In late December 2025 I started asking myself a question I could not stop thinking about: *how do I escape this?* Not just this job — this entire structure where my income depends on showing up to a building and doing what someone else decides I should do. I wanted a path to financial independence. One where I could work on my own terms, or eventually not work at all and still cover my expenses.
My first idea was investing. If I could grow capital fast enough, I could quit sooner. I looked into the AI-powered automated trading tools that banks were starting to offer. None of them made sense to me, and none of them did what I actually wanted. So I asked an AI chatbot whether it was possible to build my own — a fully automated AI trading agent tailored to my own strategy. The answer was yes, in theory.
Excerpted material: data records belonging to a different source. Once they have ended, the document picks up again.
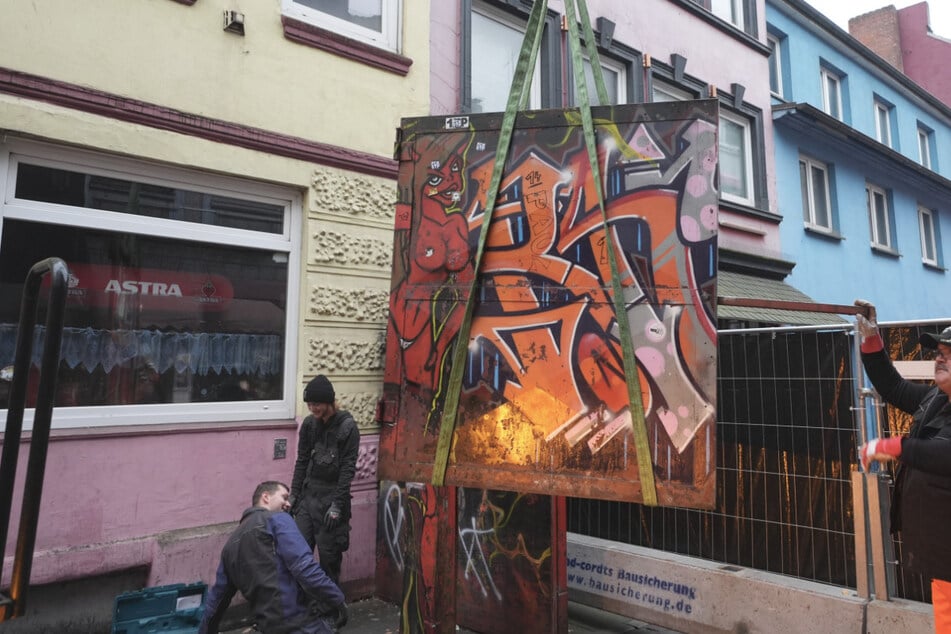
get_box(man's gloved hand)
[324,502,340,530]
[855,299,885,352]
[334,603,350,630]
[859,436,901,471]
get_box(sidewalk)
[222,599,680,634]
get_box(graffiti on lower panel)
[377,482,554,632]
[381,102,719,504]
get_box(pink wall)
[898,0,951,104]
[2,421,377,589]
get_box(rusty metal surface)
[379,101,718,508]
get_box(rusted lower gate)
[377,0,718,632]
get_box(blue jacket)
[198,506,344,634]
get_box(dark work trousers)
[294,481,350,586]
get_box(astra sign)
[54,264,234,311]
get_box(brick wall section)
[898,0,951,105]
[849,5,904,72]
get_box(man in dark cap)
[291,375,360,584]
[855,300,951,632]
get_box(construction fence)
[568,322,948,602]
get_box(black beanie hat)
[304,374,335,405]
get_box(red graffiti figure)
[388,137,473,430]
But investing requires capital, and my retail salary barely covers living expenses. There was no pile of spare cash to deploy. Then I noticed something on social media: people were building AI-powered tools and generating income directly. Not from investing — from building. Maybe I could do the same thing.
That gave me the idea that became everything: **build an AI system that generates income, then routes that income into an automated investment engine, creating a self-reinforcing growth loop.** Income funds investment. Investment compounds. The AI runs both sides.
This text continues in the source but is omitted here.